Remember a few years ago when you paid extra to have something delivered in two days?
That’s no longer the case, and now companies like Amazon offer same-day delivery on a wide variety of items.
This focus on making faster deliveries to the customer at no additional charge is changing the way that supply chains operate – and more changes are expected in 2018 as companies ramp up their focus on customers, says Brian Hodgson, executive vice president of business development at MP Objects.
“Retailers are transforming their supply chains in two ways: building stronger and more integrated relationships with suppliers; and changing their distribution network to be closer to their customers,” he says.
He explains the stronger relationships with suppliers provides the ability to offer a broader catalog without carrying the inventory. At the same time, more advanced integration can enable the retailer to decide whether the shipment is sent from the supplier or its warehouse based on inventory, consumer proximity and transportation costs, he says.
“With respect to the distribution network, in addition to leveraging suppliers, retailers are moving fulfillment close to the consumers, and often will leverage third-party logistics companies for this coverage,” he says.
He adds that retailers also will require a broader carrier mix to cover same-day deliveries, as well as value-added services such as the installation of products.

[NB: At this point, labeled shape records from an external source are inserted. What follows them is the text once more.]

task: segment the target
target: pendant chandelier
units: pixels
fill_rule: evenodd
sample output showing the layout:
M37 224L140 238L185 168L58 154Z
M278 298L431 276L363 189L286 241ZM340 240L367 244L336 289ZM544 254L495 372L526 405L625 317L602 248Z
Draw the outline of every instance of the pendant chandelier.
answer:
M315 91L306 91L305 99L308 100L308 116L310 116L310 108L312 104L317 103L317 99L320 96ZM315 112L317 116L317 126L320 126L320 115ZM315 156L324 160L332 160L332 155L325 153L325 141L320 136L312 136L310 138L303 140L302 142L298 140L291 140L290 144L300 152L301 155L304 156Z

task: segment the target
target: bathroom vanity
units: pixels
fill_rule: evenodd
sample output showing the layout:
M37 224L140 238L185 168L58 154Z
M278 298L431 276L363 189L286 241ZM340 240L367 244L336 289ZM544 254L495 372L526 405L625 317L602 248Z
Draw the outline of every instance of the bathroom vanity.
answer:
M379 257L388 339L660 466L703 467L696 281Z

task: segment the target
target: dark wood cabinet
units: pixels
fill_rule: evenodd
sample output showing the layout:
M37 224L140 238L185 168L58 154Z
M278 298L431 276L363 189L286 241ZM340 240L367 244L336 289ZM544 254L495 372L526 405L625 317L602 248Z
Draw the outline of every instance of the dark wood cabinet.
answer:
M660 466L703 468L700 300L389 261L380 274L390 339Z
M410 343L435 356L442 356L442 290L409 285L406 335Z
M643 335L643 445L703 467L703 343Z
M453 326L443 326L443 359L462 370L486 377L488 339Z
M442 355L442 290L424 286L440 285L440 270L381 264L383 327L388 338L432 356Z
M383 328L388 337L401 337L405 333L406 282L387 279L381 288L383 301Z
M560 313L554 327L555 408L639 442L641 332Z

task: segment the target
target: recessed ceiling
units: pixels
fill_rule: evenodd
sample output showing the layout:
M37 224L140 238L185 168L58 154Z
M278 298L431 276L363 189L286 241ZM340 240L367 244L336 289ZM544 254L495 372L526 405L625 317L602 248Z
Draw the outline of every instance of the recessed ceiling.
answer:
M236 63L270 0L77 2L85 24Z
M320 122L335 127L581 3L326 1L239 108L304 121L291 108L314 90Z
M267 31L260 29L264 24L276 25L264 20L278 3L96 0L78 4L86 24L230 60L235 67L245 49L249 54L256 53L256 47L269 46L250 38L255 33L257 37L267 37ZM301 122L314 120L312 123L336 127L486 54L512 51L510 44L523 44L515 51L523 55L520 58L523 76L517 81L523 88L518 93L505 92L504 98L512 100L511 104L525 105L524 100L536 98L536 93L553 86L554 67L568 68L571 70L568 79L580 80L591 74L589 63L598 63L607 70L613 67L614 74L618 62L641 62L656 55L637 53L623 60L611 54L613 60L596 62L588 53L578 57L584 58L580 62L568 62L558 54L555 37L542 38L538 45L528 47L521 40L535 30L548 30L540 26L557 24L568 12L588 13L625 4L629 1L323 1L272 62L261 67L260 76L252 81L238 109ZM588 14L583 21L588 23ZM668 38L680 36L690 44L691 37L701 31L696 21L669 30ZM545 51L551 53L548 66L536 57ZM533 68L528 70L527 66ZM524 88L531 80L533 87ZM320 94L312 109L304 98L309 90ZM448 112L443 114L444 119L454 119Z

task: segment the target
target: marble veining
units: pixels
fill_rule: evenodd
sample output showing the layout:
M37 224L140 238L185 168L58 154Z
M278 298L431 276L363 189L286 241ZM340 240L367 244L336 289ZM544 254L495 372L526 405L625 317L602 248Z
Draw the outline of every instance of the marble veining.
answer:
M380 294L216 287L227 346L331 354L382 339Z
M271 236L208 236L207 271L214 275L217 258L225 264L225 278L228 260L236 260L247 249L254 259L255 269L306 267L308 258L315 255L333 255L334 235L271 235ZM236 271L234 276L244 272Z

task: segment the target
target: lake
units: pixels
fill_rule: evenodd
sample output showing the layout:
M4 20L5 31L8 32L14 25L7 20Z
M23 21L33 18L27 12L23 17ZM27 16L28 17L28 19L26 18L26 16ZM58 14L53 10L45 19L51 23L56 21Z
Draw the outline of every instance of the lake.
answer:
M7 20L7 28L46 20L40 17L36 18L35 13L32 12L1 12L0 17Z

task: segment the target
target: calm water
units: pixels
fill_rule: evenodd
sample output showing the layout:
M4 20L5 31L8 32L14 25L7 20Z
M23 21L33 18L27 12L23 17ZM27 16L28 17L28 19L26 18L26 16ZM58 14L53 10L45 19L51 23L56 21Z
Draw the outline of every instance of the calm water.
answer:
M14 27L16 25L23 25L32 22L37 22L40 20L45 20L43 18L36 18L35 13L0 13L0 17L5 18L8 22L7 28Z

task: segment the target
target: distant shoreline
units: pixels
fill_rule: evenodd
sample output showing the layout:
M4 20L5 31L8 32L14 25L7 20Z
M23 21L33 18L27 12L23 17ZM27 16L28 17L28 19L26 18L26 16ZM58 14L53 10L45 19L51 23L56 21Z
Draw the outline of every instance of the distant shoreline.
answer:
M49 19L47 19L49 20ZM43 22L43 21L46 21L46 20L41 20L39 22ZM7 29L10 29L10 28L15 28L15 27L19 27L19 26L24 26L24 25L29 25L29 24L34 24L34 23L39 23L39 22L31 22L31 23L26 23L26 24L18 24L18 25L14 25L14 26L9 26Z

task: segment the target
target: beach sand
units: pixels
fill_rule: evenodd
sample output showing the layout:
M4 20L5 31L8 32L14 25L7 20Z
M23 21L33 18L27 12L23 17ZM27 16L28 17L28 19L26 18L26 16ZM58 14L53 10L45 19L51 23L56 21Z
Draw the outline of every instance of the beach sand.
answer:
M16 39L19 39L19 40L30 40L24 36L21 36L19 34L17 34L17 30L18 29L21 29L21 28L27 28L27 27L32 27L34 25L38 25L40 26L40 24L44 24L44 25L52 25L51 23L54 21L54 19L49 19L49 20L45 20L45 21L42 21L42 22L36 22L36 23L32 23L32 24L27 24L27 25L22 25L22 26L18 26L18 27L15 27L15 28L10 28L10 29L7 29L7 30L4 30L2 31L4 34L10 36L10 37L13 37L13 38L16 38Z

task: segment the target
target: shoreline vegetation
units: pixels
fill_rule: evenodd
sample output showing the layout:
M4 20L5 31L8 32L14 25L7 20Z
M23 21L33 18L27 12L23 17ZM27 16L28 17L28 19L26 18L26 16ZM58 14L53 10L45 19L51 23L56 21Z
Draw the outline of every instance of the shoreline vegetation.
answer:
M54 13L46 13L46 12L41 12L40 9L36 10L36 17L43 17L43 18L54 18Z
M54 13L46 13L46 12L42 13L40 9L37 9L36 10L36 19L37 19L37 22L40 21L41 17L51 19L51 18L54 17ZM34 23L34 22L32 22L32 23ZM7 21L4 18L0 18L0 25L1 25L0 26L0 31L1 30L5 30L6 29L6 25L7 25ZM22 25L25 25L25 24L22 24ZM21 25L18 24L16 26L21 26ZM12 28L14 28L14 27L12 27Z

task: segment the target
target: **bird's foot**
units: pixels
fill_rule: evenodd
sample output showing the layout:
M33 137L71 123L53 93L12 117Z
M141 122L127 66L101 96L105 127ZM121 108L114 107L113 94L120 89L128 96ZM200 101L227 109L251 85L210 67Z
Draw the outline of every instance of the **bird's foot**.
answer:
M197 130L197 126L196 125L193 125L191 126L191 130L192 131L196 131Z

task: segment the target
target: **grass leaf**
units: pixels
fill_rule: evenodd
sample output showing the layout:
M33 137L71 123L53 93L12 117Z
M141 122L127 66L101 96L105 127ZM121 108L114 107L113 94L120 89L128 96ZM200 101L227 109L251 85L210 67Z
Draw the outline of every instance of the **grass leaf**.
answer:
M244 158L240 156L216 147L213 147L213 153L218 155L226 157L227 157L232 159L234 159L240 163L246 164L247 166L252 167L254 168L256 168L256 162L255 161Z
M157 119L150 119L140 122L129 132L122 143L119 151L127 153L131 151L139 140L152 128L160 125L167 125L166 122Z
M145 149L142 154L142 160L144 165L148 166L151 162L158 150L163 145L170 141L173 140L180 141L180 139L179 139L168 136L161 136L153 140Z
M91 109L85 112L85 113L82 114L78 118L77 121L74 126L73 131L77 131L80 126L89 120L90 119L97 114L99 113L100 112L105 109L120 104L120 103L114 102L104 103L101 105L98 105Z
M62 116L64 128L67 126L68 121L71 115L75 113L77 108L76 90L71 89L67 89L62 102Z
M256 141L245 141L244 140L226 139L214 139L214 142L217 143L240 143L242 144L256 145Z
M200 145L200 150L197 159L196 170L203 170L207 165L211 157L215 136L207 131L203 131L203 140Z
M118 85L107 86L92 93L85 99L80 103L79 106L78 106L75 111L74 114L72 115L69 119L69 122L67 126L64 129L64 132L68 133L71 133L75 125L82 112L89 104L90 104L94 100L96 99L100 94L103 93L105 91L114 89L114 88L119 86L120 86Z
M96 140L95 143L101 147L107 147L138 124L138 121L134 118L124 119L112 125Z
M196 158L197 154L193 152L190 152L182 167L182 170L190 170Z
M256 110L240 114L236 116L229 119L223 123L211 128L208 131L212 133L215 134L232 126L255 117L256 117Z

While Amazon is driving many changes in retail, other industries are sparking supply chain changes. That is why Hodgson says he believes two of the top supply chain trends for 2018 will be building out more dynamic supply chain networks and better automation to optimize and leverage networks.

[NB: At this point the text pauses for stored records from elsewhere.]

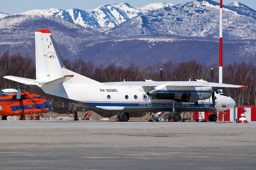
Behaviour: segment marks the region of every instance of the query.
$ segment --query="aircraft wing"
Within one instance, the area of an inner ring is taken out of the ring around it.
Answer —
[[[158,85],[152,84],[150,85],[142,85],[142,86],[143,87],[151,87],[152,88],[155,87],[157,89],[161,89],[164,87],[166,88],[168,88],[168,87],[218,87],[219,89],[222,89],[227,87],[239,88],[247,87],[246,86],[244,85],[211,83],[206,81],[196,81],[172,82]]]

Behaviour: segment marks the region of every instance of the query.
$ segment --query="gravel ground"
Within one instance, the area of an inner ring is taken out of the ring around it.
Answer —
[[[255,123],[6,121],[0,130],[2,148],[256,146]]]

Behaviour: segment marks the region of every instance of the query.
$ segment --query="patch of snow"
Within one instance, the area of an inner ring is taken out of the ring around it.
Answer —
[[[141,10],[153,11],[154,10],[160,9],[164,7],[170,7],[173,6],[174,5],[172,4],[166,3],[165,2],[157,2],[156,3],[153,3],[148,4],[141,8],[139,8]]]
[[[8,121],[17,121],[19,120],[19,117],[18,116],[9,116],[7,117],[7,120]]]
[[[90,119],[91,120],[91,119]],[[100,119],[100,120],[101,121],[109,121],[110,120],[110,119],[108,119],[108,118],[101,118],[101,119]]]
[[[63,120],[65,121],[72,120],[74,120],[73,117],[68,116],[59,116],[56,118],[57,120]]]

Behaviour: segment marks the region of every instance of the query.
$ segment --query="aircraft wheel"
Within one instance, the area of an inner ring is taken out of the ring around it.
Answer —
[[[216,115],[214,115],[212,116],[212,122],[216,122],[217,121],[217,119],[218,117]]]
[[[121,121],[121,120],[120,119],[120,115],[122,113],[122,112],[118,112],[117,113],[117,114],[116,115],[116,118],[117,119],[119,119]]]
[[[122,122],[128,122],[130,118],[130,115],[127,112],[122,112],[120,115],[120,120]]]
[[[168,114],[165,115],[164,116],[164,121],[166,122],[169,122],[169,120],[168,120]]]
[[[172,119],[174,121],[174,122],[178,122],[180,121],[181,119],[181,116],[177,112],[173,112],[172,114]]]
[[[172,112],[169,112],[167,115],[167,120],[168,120],[168,122],[170,122],[170,120],[172,119]]]
[[[24,121],[26,120],[26,116],[24,115],[20,115],[20,120],[22,121]]]

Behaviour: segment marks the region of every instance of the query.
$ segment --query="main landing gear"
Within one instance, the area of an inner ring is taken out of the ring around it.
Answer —
[[[174,106],[174,100],[172,100],[172,111],[170,112],[167,115],[167,119],[168,122],[172,120],[174,122],[177,122],[181,120],[180,115],[179,112],[175,111]]]
[[[118,112],[116,115],[116,120],[121,122],[128,122],[130,118],[130,115],[127,112]]]

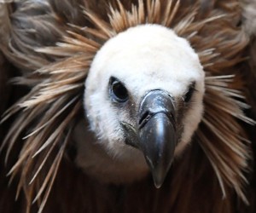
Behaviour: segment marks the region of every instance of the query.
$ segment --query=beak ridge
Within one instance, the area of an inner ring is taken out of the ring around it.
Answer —
[[[159,188],[170,170],[176,147],[172,99],[163,90],[152,90],[143,98],[139,112],[139,147]]]

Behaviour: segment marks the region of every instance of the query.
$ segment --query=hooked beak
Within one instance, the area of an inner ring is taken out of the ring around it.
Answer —
[[[139,148],[150,168],[154,185],[160,187],[171,167],[176,147],[174,104],[168,93],[148,92],[139,108],[138,128],[125,125],[127,143]]]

Among some other trends that Hodgson and others see for supply chains in 2018:
“The biggest area of crowdsourcing I see developing today is around the Uberization of freight,” Hodgson says. The technology for providing available shipments to a network of carriers is already well-developed, although some regulatory factors may inhibit development and profitability. “Still, in the medium/longer term this is an area that will mature and create huge value,” he predicts.

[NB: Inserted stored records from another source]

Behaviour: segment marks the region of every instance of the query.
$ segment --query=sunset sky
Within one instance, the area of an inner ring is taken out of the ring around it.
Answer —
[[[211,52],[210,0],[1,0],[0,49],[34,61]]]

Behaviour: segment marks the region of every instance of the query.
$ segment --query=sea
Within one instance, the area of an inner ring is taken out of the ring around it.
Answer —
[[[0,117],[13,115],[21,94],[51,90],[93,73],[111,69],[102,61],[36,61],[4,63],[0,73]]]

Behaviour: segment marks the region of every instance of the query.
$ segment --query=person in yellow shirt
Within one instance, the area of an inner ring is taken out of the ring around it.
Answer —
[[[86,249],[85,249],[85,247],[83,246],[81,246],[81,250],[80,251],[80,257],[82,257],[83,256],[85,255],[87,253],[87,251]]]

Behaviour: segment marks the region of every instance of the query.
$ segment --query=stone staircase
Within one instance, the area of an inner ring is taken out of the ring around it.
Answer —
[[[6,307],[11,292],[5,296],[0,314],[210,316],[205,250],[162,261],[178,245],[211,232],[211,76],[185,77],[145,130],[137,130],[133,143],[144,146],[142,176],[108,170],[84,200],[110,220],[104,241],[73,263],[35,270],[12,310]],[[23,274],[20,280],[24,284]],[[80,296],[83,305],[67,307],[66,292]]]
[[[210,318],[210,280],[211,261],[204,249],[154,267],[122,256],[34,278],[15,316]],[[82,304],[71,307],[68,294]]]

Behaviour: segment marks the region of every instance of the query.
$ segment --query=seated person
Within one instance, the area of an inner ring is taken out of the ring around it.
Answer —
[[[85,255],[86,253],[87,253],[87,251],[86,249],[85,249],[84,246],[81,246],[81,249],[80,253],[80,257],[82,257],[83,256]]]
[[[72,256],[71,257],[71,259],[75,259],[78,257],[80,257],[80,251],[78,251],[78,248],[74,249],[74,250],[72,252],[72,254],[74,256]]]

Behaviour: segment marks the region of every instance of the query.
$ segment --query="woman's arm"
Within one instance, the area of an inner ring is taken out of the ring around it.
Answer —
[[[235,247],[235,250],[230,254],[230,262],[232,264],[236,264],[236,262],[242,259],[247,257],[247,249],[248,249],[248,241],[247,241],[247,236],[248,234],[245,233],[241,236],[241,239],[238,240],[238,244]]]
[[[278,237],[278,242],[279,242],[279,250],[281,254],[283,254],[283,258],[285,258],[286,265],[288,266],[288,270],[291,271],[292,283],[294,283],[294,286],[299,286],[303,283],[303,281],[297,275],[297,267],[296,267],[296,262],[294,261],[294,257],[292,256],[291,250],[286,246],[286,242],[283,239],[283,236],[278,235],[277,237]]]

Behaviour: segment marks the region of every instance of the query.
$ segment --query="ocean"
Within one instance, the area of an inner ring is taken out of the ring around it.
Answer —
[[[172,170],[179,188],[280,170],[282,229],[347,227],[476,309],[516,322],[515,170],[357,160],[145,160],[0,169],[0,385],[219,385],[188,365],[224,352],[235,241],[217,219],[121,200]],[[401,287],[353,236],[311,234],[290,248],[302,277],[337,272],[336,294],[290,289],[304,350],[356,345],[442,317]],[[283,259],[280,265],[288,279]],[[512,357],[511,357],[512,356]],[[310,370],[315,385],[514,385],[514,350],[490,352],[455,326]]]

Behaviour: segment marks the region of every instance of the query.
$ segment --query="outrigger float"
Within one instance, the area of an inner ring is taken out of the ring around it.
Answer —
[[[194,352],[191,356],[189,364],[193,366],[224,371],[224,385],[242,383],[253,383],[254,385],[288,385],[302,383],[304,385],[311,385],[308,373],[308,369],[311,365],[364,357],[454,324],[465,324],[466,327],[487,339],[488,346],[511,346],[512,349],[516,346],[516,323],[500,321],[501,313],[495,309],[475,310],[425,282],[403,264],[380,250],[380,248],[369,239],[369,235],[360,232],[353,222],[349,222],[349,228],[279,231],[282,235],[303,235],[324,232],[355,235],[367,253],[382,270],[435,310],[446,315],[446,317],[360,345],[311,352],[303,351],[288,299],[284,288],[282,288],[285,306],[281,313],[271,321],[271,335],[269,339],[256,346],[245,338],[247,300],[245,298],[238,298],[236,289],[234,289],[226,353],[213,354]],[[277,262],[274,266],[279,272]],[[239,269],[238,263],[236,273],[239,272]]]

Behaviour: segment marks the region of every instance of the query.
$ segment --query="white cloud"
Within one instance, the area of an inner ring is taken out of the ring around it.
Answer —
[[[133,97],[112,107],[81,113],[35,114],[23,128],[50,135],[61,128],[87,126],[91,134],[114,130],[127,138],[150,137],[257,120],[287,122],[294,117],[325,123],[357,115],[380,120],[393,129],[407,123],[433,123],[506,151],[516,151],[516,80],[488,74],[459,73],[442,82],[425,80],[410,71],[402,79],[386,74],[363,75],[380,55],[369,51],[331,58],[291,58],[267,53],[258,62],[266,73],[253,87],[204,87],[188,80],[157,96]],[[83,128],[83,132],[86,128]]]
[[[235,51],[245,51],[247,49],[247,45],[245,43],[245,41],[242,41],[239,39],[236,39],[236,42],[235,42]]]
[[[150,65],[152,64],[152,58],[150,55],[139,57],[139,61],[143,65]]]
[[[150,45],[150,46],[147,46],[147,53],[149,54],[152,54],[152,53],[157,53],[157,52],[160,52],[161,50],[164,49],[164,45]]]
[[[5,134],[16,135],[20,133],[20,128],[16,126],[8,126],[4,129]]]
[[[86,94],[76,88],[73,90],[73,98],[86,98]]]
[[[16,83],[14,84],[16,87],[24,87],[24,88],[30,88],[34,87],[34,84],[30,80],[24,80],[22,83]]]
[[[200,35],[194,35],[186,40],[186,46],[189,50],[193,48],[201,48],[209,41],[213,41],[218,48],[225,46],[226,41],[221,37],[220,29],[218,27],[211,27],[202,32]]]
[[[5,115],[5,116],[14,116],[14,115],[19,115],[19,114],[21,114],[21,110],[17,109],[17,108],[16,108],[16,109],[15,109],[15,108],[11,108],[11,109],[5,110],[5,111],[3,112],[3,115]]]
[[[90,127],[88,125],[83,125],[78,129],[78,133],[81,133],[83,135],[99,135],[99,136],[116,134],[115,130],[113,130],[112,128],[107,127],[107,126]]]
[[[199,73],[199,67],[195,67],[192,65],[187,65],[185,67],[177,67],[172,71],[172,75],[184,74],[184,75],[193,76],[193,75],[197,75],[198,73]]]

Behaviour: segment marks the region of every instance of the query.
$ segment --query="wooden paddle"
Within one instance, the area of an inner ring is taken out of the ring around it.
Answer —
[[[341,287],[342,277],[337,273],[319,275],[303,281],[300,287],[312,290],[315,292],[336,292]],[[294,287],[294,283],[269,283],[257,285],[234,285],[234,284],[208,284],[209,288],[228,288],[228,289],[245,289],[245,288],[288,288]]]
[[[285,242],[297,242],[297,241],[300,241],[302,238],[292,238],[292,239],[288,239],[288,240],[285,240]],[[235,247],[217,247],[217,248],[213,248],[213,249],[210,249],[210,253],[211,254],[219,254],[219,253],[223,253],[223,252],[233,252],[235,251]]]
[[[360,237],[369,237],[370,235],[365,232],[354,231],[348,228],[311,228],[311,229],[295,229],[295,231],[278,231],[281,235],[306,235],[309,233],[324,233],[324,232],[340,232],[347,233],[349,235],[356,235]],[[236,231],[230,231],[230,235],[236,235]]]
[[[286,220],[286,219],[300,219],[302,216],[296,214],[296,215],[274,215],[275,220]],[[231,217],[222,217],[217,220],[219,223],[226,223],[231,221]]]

Virtual logistics teams. “With the advent of digital supply chain and control tower technology, we see virtual logistics teams as a growing concept that builds on the 4PL or lead logistics concept,” Hodgson says. “This is a team that is overseeing a number of partners to manage the end-to-end logistics processes. With the advancement of artificial intelligence, the control tower teams will move from operational tasks to more strategic functions.”
More globalization. “With the recent events such as Brexit and the push for renewed protectionism, the age of the customer will push this pendulum back to more globalization and free trade,” Hodgson says. “The economic and customer drivers will continue the long historical growth of international trade.”
Fewer traditional warehouse workers. As Amazon has already demonstrated, warehouse workers will shift from the role physical laborers to one of robot supervisors. While the company says it will need even more warehouse workers in the short term to meet customer demand, the company is already pushing for innovation in this area. Experts say this doesn’t mean robots will be a jobs killer, but a jobs creator as humans shift to more technologically demanding
Focus on quality control. While technological breakthroughs can be exciting, they can also highlight inefficiencies in the business. “The reality is that the speed at which the supply chain and logistics industries are changing are breathtaking,” reports Cerasis. A trends report cites the need for a “stronger focus on the fundamentals such as adhering to risk management, collaboration, focusing on your core, and using expert vendors to achieve your goals. It is vital that, despite all new technology, we as supply chain and logistics practitioners are leaning on tried and true practices.”